Or install as a Claude Code plugin (no clone; updates through the marketplace):
/plugin marketplace add 0xSteph/pentest-ai-agents
/plugin install pentest-ai-agents@pentest-ai-agents
This registers all 50 agents and the slash commands through Claude Code's plugin system. Pick the plugin or the installer — you don't need both.
Then open Claude Code:
"Plan an internal network pentest for a 500-endpoint AD environment with a 2-week window."
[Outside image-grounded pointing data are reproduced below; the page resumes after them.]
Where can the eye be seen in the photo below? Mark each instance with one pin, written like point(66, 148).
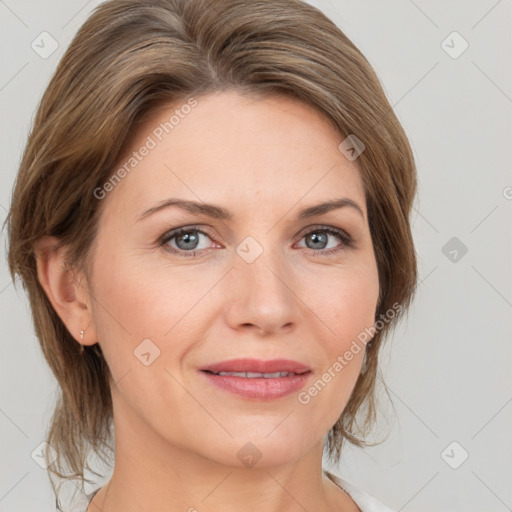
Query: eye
point(318, 239)
point(184, 240)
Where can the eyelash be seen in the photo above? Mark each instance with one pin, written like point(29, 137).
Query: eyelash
point(346, 239)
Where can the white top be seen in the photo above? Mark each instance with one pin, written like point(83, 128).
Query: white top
point(363, 500)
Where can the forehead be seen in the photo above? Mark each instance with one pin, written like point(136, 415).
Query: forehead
point(232, 148)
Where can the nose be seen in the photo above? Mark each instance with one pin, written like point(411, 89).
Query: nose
point(263, 296)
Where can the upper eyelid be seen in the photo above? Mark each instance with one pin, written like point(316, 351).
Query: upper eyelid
point(172, 233)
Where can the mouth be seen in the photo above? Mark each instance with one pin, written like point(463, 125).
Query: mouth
point(257, 379)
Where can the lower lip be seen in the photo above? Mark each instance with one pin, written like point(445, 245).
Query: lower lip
point(259, 388)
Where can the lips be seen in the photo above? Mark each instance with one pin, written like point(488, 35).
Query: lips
point(257, 379)
point(258, 366)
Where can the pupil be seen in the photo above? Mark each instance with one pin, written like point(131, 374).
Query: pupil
point(189, 238)
point(322, 239)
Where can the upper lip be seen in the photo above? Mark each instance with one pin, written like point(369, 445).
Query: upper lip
point(258, 366)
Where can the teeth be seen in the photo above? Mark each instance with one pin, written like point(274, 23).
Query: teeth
point(254, 375)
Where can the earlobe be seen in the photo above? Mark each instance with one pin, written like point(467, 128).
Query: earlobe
point(66, 289)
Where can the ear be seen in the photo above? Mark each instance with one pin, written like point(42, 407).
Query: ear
point(66, 289)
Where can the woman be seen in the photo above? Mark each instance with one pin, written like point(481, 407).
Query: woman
point(211, 219)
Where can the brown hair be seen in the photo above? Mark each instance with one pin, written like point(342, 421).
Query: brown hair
point(128, 58)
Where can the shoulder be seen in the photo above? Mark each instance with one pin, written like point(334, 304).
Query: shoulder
point(363, 500)
point(80, 503)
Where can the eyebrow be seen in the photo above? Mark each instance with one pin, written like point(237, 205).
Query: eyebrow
point(217, 212)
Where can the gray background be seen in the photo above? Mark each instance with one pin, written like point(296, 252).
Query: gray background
point(448, 368)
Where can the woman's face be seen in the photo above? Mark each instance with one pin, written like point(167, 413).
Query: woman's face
point(248, 278)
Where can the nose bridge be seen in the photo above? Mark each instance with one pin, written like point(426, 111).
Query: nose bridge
point(263, 285)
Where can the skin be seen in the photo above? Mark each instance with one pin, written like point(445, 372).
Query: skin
point(177, 436)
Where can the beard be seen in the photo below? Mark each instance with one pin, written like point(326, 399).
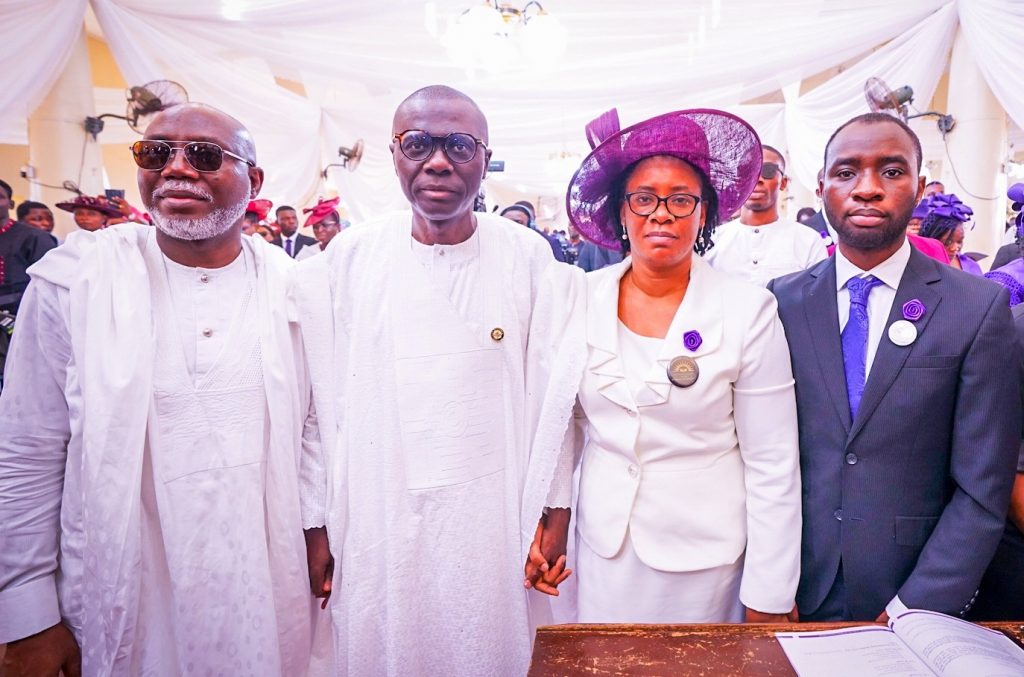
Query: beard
point(881, 237)
point(215, 223)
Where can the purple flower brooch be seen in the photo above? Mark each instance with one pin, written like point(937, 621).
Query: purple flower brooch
point(903, 332)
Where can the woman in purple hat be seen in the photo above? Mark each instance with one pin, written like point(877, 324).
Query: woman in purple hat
point(943, 220)
point(688, 508)
point(90, 213)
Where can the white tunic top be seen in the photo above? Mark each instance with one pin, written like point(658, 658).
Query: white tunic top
point(150, 491)
point(444, 378)
point(761, 253)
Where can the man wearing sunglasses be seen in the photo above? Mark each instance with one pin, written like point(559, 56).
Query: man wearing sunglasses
point(152, 425)
point(440, 348)
point(760, 245)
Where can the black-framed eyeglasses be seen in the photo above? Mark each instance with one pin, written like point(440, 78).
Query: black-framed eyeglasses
point(154, 155)
point(679, 205)
point(418, 145)
point(770, 170)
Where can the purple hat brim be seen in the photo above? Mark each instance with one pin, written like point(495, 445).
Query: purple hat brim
point(724, 146)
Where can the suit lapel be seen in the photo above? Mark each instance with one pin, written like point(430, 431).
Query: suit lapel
point(602, 336)
point(821, 311)
point(920, 273)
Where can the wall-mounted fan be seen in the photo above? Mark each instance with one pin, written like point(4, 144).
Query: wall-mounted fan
point(143, 102)
point(881, 98)
point(351, 157)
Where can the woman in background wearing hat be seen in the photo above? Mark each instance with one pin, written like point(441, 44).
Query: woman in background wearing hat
point(90, 213)
point(689, 496)
point(943, 220)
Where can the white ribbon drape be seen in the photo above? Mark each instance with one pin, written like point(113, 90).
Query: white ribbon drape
point(356, 60)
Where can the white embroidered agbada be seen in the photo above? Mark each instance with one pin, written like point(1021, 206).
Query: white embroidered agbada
point(180, 549)
point(443, 392)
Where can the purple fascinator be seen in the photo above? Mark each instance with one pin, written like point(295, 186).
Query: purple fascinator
point(947, 206)
point(725, 147)
point(1016, 195)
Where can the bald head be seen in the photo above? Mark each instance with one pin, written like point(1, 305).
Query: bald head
point(201, 116)
point(439, 97)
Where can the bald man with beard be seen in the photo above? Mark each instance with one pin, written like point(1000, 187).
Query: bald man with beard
point(444, 350)
point(152, 423)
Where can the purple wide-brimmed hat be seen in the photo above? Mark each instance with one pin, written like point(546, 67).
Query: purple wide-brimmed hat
point(725, 147)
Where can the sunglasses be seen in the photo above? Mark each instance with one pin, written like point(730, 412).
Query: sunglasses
point(418, 145)
point(770, 170)
point(203, 156)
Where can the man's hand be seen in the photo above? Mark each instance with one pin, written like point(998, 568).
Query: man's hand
point(760, 617)
point(320, 561)
point(44, 654)
point(545, 567)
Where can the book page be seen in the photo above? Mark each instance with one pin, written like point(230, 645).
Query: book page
point(862, 651)
point(952, 647)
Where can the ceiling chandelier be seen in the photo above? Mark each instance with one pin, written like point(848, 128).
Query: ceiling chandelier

Claude routes to the engagement planner agent and produces a phased plan with MITRE ATT&CK mappings.
Prefer to clone first?
git clone https://github.com/0xSteph/pentest-ai-agents.git
cd pentest-ai-agents && ./install.sh --global
Other install options:
./install.sh --project # Install for current project only
./install.sh --global --lite # Use Haiku for advisory agents (lower cost)
./install.sh --tools # Install underlying CLI tools (nmap, nuclei, ffuf, etc.)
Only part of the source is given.